For once, though, it was not fears about the Federal Reserve and its presumptive upcoming slowdown in asset purchases that led to the latest round of worries on Wall Street. Rather, it was a case of happenings off shore that told the tale of the tape. Specifically, there is once again fear of slowing economic growth in China that is sending shudders through the markets, and likely was behind much of the losses in Asia overnight and in Europe this morning. The drop in Asia, as noted, seemed to be driven by data showing that growth in China's services sector had sagged to its slowest pace in nine months. It should be noted that the next report from the services sector in the United States will be issued at 10:00 (EDT) this morning.

Then, there is Europe, where the bourses are reacting, as they did yesterday, to the latest concerns about the economic situation in Greece and, more ominously, about the political outlook in Portugal, where the past two days have seen two high-profile government resignations, which threaten to plunge that debt-encumbered nation into a new political crisis.

Beyond the difficulties across parts of the euro zone and China, there is the unsettled political situation in Egypt, which threatens the stability of the already fractious Middle East. The turmoil in that nation has caused oil prices to spike upward, with a barrel of crude now passing hands on the New York Mercantile Exchange at just over $100.

However, not all of the news is unsettling as we peer out to a new day on Wall Street, as the employment outlook is showing signs of brightening, with data out this morning by payroll services provider Automatic Data Processing (ADP) noting that the private sector had created 188,000 jobs in June. That figure easily topped the revised May tally of 134,000 jobs and the consensus forecast for June of 160,000 positions. Also just out, the Labor Department has reported that first-time jobless claims fell to 343,000 in the latest seven-day period, which was below both the consensus (345,000) estimate and the prior week's tally of 348,000.

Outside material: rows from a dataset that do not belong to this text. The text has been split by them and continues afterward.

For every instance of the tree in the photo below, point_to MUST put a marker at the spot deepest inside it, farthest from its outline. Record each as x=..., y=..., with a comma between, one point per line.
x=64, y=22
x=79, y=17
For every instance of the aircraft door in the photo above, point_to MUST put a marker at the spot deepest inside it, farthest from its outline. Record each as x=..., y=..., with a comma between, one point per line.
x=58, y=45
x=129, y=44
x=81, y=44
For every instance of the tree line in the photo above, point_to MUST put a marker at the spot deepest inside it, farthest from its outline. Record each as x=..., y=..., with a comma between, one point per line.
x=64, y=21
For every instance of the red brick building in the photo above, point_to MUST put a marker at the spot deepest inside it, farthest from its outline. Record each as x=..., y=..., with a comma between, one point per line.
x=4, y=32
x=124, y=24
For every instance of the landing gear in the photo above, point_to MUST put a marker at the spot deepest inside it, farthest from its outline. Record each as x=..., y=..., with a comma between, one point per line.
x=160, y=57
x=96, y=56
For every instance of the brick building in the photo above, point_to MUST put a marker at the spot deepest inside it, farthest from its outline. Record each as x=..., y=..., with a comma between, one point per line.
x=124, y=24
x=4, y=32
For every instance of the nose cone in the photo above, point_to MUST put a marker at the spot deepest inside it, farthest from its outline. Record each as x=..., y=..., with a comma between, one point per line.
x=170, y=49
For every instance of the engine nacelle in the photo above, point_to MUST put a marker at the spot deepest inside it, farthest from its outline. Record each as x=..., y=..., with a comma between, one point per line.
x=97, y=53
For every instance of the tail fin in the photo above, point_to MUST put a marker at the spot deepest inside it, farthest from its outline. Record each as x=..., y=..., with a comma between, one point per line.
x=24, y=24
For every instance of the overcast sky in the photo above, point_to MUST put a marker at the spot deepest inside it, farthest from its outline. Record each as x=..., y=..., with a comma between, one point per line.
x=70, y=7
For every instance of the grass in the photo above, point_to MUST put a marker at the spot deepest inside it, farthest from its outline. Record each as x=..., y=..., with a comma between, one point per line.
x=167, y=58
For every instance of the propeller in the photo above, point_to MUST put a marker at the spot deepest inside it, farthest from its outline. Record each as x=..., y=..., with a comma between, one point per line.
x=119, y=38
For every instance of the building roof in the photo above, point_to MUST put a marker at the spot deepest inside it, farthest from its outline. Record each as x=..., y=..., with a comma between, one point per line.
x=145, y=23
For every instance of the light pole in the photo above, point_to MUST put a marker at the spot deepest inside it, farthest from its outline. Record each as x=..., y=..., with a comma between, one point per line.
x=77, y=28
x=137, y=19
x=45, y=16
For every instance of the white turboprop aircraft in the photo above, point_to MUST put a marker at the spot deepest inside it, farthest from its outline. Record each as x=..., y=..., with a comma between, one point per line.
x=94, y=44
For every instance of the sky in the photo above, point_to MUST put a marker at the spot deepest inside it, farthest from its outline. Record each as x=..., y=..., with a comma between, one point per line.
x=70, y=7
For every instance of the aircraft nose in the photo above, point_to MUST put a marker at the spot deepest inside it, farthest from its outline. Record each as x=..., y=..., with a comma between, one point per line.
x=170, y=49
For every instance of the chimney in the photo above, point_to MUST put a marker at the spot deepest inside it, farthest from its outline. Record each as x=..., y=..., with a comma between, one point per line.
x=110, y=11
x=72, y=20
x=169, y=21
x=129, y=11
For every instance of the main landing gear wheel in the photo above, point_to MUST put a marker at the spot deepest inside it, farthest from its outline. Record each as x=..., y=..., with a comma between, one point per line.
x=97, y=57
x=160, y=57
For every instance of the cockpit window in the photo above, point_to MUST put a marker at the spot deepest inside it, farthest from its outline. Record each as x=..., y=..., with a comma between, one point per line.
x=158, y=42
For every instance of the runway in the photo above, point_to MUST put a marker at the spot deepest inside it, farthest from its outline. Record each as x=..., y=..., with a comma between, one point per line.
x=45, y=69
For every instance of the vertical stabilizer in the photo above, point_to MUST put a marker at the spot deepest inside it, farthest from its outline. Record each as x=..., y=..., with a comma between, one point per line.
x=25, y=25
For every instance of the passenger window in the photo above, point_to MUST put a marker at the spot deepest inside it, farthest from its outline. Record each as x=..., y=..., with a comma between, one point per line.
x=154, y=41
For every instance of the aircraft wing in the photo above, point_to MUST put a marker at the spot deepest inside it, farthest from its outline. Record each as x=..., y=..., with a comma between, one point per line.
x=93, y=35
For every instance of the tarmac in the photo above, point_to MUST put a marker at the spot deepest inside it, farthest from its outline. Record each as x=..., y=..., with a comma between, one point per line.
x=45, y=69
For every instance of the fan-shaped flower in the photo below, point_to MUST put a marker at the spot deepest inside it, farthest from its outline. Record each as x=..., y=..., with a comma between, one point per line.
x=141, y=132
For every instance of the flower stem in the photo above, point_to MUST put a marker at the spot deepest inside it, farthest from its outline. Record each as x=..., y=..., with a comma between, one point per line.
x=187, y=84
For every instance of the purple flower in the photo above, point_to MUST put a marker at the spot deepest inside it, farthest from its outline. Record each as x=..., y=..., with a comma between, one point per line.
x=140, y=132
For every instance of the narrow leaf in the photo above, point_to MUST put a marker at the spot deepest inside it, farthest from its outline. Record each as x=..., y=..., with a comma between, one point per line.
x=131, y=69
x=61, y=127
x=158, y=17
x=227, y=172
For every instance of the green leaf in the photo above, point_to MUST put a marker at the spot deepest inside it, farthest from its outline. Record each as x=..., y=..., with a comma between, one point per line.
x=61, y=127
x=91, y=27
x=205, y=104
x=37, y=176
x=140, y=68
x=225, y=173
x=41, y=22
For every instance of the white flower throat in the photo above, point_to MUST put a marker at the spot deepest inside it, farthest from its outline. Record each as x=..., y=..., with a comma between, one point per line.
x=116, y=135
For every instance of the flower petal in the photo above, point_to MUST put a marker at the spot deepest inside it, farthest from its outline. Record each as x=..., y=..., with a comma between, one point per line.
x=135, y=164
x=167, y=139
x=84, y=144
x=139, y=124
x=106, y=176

Thus, it is a mixed bag of news, with the better jobs data helping to pare some steep earlier losses in the U.S. equity futures, which, however, still point to a modest setback when trading commences in New York in about a half hour from now.

Finally, we wish all of our readers a happy, healthy, and safe July 4th, as our nation celebrates the 237th anniversary of its independence. - Harvey S. Katz

At the time of this article's writing, the author did not have positions in any of the companies mentioned.